Ces nouvelles coupes annoncées jeudi devraient en tout cas surtout concerner la fonction publique. « Le Conseil des ministres a décidé de fixer des limites budgétaires par ministère », a déclaré le secrétaire d'État, les mesures devant affecter « les dépenses en personnel, biens et services, ainsi que des dépenses courantes ». Elles devraient toutefois être détaillées et précisées lors du prochain budget rectificatif présenté en mai au parlement, a pour sa part précisé le ministre adjoint au Premier ministre, Miguel Poiares Maduro.
À Bruxelles, un des porte-parole de la Commission, Olivier Bailly, a indiqué que la troïka n'avait pas encore validé ces mesures et les analyserait de manière approfondie dans les jours à venir.

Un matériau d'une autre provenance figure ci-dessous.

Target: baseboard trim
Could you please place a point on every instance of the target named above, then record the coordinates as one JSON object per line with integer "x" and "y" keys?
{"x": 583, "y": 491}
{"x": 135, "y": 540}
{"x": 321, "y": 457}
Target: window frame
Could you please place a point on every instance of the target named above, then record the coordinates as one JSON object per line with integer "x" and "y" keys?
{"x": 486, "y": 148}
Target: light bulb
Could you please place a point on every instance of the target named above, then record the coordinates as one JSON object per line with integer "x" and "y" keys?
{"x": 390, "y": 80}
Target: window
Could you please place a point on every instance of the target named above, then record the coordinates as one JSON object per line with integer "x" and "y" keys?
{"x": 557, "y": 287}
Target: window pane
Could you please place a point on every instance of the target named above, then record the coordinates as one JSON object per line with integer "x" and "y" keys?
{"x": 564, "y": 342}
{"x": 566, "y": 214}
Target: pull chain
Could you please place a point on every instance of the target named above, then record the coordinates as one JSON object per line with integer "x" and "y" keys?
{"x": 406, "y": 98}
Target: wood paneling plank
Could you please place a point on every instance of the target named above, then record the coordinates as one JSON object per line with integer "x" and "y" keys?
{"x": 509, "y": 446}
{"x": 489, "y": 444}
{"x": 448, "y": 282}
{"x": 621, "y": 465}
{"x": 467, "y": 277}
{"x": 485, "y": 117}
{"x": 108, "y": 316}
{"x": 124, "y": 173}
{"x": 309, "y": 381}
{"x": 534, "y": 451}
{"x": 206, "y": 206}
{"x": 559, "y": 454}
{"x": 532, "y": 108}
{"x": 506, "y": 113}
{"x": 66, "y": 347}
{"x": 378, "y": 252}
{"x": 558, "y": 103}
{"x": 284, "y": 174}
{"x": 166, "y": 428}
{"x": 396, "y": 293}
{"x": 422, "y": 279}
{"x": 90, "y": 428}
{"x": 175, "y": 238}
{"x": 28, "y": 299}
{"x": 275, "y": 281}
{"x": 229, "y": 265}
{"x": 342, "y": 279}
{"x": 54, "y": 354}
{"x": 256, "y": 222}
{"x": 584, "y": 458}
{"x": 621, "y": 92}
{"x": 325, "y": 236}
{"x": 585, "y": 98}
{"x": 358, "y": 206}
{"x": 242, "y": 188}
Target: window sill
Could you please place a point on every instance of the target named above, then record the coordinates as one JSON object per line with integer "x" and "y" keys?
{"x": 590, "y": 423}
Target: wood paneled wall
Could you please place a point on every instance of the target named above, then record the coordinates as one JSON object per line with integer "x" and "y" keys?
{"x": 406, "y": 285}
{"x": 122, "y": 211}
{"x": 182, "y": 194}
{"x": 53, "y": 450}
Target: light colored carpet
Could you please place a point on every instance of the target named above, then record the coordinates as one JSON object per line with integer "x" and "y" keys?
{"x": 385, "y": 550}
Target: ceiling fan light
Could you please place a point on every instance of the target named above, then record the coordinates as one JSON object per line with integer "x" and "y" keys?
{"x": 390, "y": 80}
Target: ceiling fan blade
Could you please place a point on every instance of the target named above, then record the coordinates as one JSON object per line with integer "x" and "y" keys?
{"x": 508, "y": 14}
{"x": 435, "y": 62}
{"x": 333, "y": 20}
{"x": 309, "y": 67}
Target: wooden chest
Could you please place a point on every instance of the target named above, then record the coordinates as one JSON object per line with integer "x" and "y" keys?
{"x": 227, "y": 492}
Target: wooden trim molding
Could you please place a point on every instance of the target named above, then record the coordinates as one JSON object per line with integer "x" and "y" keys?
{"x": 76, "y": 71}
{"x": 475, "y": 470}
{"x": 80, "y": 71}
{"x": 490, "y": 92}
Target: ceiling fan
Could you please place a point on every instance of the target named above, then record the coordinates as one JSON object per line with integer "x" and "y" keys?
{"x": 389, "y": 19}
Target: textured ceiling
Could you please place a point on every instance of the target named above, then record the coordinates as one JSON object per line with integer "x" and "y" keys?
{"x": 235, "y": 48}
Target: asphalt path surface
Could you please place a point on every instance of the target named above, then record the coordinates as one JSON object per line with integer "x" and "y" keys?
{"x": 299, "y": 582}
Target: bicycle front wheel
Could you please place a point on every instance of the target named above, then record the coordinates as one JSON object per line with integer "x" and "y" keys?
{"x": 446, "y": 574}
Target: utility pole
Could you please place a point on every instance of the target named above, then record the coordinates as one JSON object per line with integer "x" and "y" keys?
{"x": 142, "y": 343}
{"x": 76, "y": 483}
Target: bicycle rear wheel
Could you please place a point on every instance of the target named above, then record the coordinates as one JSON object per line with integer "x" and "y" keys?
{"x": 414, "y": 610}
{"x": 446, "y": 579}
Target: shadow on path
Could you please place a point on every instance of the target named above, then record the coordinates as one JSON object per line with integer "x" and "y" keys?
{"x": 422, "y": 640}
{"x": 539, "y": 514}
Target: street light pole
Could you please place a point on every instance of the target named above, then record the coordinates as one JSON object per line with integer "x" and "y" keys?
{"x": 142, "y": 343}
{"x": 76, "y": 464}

La Commission a aussi rappelé l'importance de maintenir le consensus politique au Portugal autour de ces réformes. Mercredi 15 avril, le leader du Parti socialiste portugais, Antonio José Seguro, avait rejeté les appels des créanciers du pays et du gouvernement de centre droit à soutenir la politique d'austérité. « Le PS veut honorer les engagements internationaux du pays (...) mais il diverge sur la manière » de le faire, a affirmé M. Seguro. Début avril, le PS avait aussi présenté une motion de censure contre le gouvernement qui avait échoué faute de majorité. (SP)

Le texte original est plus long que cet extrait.